CS 163 / CS 265 Homework 2,  due Friday, January 25


1. Write pseudocode for
(a) verifying that a supposed topological ordering of a directed graph really is a topological ordering, and
(b) verifying that a supposed directed cycle in a graph really is a directed cycle.
In both cases your pseudocode should take as input a sequence of vertices (that you can loop through, but do nothing else that you do not include in your pseudocode) and a directed graph (in an adjacency list representation).

2. The following pseudocode finds the transitive closure of a given directed acyclic graph (represented as a dictionary mapping each vertex to the set of other vertices it can reach) in a linear number of set operations. The vertical bar ("|") operation is a shorthand for the operation of taking the union of two sets.
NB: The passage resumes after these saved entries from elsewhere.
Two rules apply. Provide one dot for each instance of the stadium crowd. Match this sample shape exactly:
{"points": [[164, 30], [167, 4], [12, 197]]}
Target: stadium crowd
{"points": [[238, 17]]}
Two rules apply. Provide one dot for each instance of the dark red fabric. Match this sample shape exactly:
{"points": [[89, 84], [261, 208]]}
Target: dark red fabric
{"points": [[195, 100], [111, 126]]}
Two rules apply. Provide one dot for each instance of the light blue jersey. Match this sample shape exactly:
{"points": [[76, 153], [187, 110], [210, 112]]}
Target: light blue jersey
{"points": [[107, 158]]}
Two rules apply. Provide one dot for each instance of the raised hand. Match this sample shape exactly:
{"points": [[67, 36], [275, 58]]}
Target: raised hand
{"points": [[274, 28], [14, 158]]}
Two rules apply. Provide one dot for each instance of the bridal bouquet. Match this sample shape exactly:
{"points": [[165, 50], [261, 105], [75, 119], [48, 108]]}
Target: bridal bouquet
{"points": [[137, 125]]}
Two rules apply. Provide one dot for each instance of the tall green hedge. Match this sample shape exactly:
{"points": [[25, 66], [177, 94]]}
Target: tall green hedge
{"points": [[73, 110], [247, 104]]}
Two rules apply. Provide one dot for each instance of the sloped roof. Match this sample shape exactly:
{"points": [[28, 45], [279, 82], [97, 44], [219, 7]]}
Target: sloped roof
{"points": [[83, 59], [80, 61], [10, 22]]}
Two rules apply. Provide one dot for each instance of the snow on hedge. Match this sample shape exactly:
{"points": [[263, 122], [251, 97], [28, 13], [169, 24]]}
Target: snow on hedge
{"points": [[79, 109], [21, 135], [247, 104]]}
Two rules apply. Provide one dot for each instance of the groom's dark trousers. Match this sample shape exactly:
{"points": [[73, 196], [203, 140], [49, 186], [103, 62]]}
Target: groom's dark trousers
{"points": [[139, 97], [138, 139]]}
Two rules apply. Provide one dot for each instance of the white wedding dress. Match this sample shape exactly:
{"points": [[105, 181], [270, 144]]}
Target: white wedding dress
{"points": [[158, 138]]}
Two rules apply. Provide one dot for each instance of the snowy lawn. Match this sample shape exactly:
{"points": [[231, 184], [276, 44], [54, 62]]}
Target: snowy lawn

Why isn't this a linear time algorithm?

reachablefrom = {}        // new dictionary object with no keys or values yet
for each vertex v in the reverse of a topological ordering for G:
    reachablefrom[v] = {v}    // new set object containing only v itself
    for each edge v->w:
        reachablefrom[v] = reachablefrom[v] | reachablefrom[w]

3. If G is a directed acyclic graph without any redundant edges (it is its own transitive reduction), and we perform the layered drawing algorithm described in http://en.wikipedia.org/wiki/Layered_graph_drawing on G, is it always possible to do the layer assignment step in such a way that we don't need any dummy vertices (that is, so that every edge goes between consecutive layers)? For this problem, there is no limit on the number of vertices per layer. If the answer is yes, explain why. If the answer is no, find a counterexample.

4* (CS265 students only). Write pseudocode for an algorithm that computes the transitive reduction of a given directed acyclic graph using only a linear number of set operations (you may use the same output representation as question 2).